Abstract:Learning accurate cross-domain preference mappings in the absence of overlapped users/items has presented a persistent challenge in Non-overlapping Cross-domain Recommendation (NOCDR). Despite the efforts made in previous studies to address NOCDR, several limitations still exist. Specifically, 1) while some approaches substitute overlapping users/items with overlapping behaviors, they cannot handle NOCDR scenarios where such auxiliary information is unavailable; 2) often, cross-domain preference mapping is modeled by learning deterministic explicit representation matchings between sampled users in two domains. However, this can be biased due to individual preferences and thus fails to incorporate preference continuity and universality of the general population.
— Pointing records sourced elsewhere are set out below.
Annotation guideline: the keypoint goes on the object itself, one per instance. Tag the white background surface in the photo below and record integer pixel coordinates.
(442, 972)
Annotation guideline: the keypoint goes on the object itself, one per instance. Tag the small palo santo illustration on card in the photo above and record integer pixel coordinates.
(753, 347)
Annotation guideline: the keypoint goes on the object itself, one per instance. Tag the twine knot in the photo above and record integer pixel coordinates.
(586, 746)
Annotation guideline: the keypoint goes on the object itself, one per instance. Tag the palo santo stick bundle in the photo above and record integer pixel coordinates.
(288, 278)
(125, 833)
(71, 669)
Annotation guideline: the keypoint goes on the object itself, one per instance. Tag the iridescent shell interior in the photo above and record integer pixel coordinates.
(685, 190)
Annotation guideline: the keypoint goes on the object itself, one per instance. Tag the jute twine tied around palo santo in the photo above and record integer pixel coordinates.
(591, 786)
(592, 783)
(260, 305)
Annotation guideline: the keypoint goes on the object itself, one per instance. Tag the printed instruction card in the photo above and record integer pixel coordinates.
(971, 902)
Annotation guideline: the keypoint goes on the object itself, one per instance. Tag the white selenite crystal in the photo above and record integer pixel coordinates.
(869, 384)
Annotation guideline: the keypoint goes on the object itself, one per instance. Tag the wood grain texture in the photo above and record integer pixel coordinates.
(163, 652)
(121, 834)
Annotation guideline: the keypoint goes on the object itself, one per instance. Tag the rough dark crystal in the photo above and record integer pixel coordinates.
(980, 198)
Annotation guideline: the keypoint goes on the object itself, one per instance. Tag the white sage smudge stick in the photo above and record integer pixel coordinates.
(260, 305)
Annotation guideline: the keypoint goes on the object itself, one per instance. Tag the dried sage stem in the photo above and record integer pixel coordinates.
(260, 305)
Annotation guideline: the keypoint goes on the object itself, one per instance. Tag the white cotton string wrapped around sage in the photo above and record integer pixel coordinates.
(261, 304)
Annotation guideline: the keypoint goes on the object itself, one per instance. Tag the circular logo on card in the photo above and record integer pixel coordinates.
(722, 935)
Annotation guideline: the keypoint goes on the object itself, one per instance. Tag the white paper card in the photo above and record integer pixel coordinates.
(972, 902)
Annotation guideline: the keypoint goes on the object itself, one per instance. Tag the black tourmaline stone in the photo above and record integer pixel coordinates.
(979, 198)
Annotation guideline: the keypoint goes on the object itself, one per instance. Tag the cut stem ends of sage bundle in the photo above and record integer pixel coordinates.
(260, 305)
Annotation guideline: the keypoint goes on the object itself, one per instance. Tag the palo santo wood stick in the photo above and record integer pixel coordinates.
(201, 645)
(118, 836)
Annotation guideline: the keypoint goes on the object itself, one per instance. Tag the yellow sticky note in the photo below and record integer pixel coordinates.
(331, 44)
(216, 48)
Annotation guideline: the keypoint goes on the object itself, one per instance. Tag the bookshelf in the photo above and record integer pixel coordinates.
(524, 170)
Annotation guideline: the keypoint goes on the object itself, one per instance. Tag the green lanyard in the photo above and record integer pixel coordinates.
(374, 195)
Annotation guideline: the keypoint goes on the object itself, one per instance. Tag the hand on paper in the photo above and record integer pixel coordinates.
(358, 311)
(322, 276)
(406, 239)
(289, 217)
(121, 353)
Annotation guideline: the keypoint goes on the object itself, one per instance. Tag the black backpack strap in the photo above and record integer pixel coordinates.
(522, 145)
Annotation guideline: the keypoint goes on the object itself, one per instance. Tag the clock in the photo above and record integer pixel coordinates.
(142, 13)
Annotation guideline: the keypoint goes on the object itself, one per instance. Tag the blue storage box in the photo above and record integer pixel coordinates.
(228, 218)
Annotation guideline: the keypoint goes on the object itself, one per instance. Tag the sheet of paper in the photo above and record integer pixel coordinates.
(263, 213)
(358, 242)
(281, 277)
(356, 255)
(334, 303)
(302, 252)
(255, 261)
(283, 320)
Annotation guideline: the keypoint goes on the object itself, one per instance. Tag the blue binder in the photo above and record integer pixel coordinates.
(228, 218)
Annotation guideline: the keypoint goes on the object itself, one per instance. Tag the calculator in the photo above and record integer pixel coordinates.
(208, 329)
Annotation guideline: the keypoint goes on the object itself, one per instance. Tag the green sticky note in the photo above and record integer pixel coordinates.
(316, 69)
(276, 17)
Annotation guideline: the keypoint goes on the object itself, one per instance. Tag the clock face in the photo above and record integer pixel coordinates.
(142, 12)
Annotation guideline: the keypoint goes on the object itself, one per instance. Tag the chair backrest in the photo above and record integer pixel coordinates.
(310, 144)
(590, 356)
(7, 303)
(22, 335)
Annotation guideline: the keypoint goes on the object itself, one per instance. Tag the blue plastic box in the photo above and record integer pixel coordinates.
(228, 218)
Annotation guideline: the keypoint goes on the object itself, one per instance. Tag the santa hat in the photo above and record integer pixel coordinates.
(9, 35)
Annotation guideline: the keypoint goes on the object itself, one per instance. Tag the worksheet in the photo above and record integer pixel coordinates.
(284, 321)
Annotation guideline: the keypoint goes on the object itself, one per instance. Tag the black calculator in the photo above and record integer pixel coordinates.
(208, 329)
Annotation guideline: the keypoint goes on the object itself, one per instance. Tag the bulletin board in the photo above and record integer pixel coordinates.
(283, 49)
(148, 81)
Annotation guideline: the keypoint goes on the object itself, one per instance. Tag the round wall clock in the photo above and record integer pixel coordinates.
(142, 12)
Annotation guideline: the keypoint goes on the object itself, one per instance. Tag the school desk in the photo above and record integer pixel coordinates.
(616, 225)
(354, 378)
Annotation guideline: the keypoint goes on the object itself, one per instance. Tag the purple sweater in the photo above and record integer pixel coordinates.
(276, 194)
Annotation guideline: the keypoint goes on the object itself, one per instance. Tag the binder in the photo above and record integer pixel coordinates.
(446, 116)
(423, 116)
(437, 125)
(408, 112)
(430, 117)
In light of this, we assume that despite the scattered nature of user behaviors, there exists a consistent latent preference distribution shared among common people. Modeling such distributions further allows us to capture the continuity in user behaviors within each domain and discover preference invariance across domains. To this end, we propose a Distributional domain-invariant Preference Matching method for non-overlapping Cross-Domain Recommendation (DPMCDR). For each domain, we hierarchically approximate a posterior of domain-level preference distribution with empirical evidence derived from user-item interactions. Next, we aim to build distributional implicit matchings between the domain-level preferences of two domains. This process involves mapping them to a shared latent space and seeking a consensus on domain-invariant preference by minimizing the distance between their distributional representations therein. In this way, we can identify the alignment of two non-overlapping domains if they exhibit similar patterns of domain-invariant preference.